Anders als der Kohl-CDU in den 1980er Jahren fehlt es heute am Regulativ in der Bundesregierung. Die damalige FDP wehrte sich bis kurz nach der Wiedervereinigung mit Händen und Füßen in Koalitionsverhandlungen gegen eine allzu restriktive Einwanderungspolitik. Doch heute ist die Union mehr mit sich selbst beschäftigt, weil der sozialdemokratische Koalitionspartner mit genügend eigenen Problemen zu kämpfen hat.

Ähnlich wie beim ungeschickten Umgang mit dem Aufstieg von REP oder DVU vor rund 30 Jahren wusste und weiß die Union auch heute noch nicht, wie sie auf die AfD gerade mit Blick auf die Flüchtlingsdebatte reagieren soll.
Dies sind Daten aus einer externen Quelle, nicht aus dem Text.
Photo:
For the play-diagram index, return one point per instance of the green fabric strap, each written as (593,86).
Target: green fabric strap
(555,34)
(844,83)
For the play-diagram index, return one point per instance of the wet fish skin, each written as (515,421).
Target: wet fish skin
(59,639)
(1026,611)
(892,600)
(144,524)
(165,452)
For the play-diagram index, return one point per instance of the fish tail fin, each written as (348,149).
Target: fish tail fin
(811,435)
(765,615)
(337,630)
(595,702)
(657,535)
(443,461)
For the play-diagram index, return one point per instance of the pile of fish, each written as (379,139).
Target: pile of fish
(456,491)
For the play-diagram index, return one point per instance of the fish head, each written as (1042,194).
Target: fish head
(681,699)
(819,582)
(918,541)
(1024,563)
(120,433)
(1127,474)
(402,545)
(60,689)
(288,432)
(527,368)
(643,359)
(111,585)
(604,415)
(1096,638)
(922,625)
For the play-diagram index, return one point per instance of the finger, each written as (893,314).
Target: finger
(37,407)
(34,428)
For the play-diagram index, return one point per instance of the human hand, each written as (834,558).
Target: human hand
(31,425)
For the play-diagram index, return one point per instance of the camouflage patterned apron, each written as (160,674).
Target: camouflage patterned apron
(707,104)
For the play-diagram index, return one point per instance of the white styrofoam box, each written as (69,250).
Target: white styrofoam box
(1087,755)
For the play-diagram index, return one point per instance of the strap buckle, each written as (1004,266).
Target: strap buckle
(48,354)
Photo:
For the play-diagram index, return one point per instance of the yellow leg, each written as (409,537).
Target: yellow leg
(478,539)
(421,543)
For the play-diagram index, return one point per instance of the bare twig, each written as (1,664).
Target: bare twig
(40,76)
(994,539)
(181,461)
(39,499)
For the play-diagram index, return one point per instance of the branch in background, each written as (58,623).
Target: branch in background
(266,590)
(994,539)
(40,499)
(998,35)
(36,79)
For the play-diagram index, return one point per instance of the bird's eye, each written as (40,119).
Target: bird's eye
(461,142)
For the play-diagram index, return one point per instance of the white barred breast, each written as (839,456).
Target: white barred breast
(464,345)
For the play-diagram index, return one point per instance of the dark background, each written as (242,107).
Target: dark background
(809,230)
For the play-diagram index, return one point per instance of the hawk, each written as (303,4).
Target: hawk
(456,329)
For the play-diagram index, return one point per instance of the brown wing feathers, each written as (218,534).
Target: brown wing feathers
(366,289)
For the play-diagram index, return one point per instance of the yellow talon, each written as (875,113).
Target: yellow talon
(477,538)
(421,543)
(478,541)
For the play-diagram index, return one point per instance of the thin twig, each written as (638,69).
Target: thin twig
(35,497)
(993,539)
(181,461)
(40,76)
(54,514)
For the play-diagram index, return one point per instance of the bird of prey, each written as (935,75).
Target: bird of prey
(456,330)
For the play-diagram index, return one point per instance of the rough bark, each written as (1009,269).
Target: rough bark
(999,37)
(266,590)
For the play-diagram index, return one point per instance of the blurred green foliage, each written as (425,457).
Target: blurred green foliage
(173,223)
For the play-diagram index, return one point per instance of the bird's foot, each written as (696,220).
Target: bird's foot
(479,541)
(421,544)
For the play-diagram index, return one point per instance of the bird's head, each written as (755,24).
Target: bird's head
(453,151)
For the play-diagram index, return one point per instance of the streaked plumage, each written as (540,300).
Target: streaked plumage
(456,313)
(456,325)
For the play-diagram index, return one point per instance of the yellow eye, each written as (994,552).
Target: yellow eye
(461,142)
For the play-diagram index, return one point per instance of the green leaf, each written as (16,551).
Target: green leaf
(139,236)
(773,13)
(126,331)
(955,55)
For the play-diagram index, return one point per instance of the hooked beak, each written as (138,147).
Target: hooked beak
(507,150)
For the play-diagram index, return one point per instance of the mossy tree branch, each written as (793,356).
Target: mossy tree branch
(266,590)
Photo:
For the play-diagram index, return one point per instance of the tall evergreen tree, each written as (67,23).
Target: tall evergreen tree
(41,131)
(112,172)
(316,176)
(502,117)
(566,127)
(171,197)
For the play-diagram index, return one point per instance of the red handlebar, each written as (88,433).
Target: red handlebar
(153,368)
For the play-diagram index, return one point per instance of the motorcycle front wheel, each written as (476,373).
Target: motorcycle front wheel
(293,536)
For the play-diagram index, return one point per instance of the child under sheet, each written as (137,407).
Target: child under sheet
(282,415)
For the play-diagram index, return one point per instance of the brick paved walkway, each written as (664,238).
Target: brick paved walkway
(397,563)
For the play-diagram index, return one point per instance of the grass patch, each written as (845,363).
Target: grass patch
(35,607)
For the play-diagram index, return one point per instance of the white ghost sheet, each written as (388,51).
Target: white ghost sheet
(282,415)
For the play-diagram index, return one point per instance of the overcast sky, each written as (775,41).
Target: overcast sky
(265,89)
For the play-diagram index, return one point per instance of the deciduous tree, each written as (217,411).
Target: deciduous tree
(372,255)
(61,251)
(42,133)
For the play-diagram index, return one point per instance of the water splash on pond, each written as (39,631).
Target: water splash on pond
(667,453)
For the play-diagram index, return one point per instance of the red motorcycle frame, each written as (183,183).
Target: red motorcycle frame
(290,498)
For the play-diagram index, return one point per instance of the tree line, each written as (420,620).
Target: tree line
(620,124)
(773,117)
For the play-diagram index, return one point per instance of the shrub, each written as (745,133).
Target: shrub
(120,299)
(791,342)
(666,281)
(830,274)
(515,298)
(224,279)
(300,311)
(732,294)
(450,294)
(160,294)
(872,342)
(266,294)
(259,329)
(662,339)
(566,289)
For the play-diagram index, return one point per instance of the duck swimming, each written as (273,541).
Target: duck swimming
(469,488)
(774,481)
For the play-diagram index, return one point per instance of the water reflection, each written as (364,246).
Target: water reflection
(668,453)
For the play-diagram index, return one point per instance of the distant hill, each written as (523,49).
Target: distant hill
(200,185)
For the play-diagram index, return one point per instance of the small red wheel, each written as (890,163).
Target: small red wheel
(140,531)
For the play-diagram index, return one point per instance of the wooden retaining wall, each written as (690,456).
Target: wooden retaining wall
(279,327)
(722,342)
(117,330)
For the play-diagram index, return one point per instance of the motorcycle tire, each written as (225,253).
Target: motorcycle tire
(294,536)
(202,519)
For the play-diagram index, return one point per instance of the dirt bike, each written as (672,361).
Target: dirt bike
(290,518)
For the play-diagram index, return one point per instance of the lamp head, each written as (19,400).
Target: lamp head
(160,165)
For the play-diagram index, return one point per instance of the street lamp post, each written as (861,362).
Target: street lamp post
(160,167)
Ein migrationspolitischer Schwenk nach rechts wirkt doch allzu verführerisch. Statt ausbalancierte Antworten auf eine komplexe Fragestellung zu geben, würden einfache Lösungen das kurzfristige Gefühl geben, wieder Herr der Situation zu sein.

Dieser Schuss ging allerdings in den 1990er Jahren schon nach hinten los. Denn die damals angestrebte Einschränkung des Asylrechts im Grundgesetz, die 1993 vom Bundestag beschlossen wurde, führte nicht etwa dazu, dass rechtspopulistische Parteien über Nacht verschwanden. Sie verschwanden langsam und schleichend – meist zerfressen von internen Querelen oder strukturellen Schwächen. Es brauchte Geduld und kein überschnelles Kuschen mit deren populistischer migrationspolitischer Programmatik.

 

Constantin Eckner promoviert an der University of St Andrews zur Asyldebatte in Deutschland seit Beginn der 1980er. Er war von 2016 bis 2019 Promotionsstipendiat der Friedrich-Naumann-Stiftung für die Freiheit und Chefredakteur des Stipendiaten- und Alt-Stipendiaten-Magazins „freiraum“.